I could recount all the reasons why I
think thought (still getting used to this!) Christmas is stupid because this is my blog and I can write whatever the heck I want but in the spirit of Christmas and in the spirit of the title of this post, I won’t. I’ll just skim the holly boughed surface a bit…
Growing up Catholic, Christmas was more like a subpoena than an event to look forward to. Lots of baking and lots of church-going in crispy velvet outfits lined with musty smelling faux fur and white lace trimmed socks neatly folded at the ankle. As a child, I never got any gifts I actually wanted and had no idea why Santa only put underwear and socks under the tree when I had specifically asked for a Cabbage Patch Kid, Spirograph, and Peaches n’ Cream Barbie. Like, WTH Santa?!
Somewhere along the way of elementary school I began to put the clues together to understand why this “Santa” “person” was consistently not doing his job. No wonder all my presents sucked.
Once I became a parent, I thought things would change- wonder through children’s eyes and yada yada- yet I still didn’t like Christmas. Things changed as a mom but not in the way I thought they would. Holy mother of night, Christmas became SO MUCH WORK and SO MUCH MONEY! Even when they were babies, I dressed my kids festively and made sure they had tons of impeccably wrapped presents and full-to-the-brim stockings on top of all the cooking and gifting and socializing for and with the other people in my life. Christmas became just… hard.
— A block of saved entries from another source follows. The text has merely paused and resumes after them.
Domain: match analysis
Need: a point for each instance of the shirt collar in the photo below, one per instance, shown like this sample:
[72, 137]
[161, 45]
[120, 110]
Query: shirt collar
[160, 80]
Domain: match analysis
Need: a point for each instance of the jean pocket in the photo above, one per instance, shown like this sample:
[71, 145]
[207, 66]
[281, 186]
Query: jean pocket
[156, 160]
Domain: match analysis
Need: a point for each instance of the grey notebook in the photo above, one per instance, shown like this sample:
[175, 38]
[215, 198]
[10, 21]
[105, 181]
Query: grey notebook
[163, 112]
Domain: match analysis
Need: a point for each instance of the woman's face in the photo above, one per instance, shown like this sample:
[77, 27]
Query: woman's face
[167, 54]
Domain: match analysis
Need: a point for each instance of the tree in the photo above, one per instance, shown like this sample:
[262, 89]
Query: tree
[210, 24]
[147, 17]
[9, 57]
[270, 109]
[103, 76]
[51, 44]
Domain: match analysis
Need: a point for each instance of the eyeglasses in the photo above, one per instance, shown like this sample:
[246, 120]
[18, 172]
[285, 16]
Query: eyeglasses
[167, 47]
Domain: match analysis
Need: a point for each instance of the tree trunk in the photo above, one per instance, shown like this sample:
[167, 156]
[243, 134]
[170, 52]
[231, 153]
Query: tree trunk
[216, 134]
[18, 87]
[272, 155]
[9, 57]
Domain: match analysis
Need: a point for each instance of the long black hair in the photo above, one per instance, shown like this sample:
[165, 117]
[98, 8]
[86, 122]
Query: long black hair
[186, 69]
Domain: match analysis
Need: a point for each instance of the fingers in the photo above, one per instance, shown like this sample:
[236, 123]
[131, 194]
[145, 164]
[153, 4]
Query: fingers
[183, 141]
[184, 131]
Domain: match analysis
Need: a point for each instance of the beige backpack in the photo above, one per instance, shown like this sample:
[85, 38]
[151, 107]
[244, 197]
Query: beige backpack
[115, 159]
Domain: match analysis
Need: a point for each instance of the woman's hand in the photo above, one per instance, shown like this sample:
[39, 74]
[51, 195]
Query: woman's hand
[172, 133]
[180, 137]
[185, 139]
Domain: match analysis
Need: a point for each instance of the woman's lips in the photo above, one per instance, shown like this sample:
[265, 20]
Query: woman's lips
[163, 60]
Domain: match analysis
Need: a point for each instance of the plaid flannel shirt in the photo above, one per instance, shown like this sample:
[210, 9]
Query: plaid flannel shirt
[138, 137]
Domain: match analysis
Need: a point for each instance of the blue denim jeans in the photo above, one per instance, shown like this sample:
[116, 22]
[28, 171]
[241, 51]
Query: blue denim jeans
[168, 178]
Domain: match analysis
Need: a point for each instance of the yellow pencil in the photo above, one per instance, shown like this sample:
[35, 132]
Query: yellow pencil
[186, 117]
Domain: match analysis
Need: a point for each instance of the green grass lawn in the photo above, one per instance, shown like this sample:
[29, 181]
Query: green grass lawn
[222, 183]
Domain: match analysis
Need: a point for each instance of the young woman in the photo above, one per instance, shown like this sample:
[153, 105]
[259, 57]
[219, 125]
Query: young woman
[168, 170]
Day 342 as I type and this year marks my first sober Christmas in roughly 30 years. And for the first time, in also roughly 30 years, I am totally on top of things! My Christmas shopping was done last month, I finished wrapping the presents a couple weeks ago, all groceries have been acquired, I got new holiday outfits for the entire family (dog included), and I even had it in me to make twelve loafs of cranberry orange bread for gifting! Go me!!!
While a lot of this efficiency is due to being unemployed, a lot of it also has to do with being mindful and present. Taking the time to slow down and breathe it all in has shown me the joy this season holds and what the heck do you know? Christmas isn’t that bad after all! I know all the songs, I love all the food, I enjoy decorating my house, self, kids and dog, and I nearly forgot how much I love giving.
Drinking Laura thought she had all the time in the world even though alcohol took more time than it gave. Drinking Laura thought happiness was found in feeling tipsy even though I always felt horrible the next day. Drinking Laura got so drunk on more than a few Christmas Eves that I yelled at my kids when putting out Santa’s milk and cookies, sending them off to bed crying and those regrettable moments will haunt me for the rest of my life. Add all this plus the childhood baggage and you just might hate Christmas too.
Now that my children are nearly off to college, I realize that there aren’t too many more Christmases like this where we do it all for them because our love compels us to. Watching my littles open presents Christmas morning is one of the best feelings there is- comfort, love, pride, and happiness all wrapped in tacky red/green flannel matching pajamas. It’s truly The Best.
I am more than grateful for my sobriety and for the gift that is just being alive and able to wake up each morning to people that I love and love me right back. Before, I was always chasing something else. Running after some sort of ideal where drinking was the primary focus. Chipping that away has revealed the true beauty that lay behind that ethanol-infused haze: life. The hurdles and setbacks included- we are lucky to have the privilege to complain, we are even luckier to have the choice to change.
It is completely okay to let go of things, traits, and even relationships that no longer serve us and isn’t that actually what the Christmas season is all about? Reflection on the past year without judgment and celebration of the exciting and unforeseen changes each new year brings, all within a mutual spirit of commemoration and sharing: what an epically magnificent thing! This is the marrow, this is why I want to slow time down and eek out all that I can from this Christmas- from every day for that matter!
Enjoy every damn bit of the holiday, dear friends. Be safe. Love everyone. Breathe it all in. Stay in awe.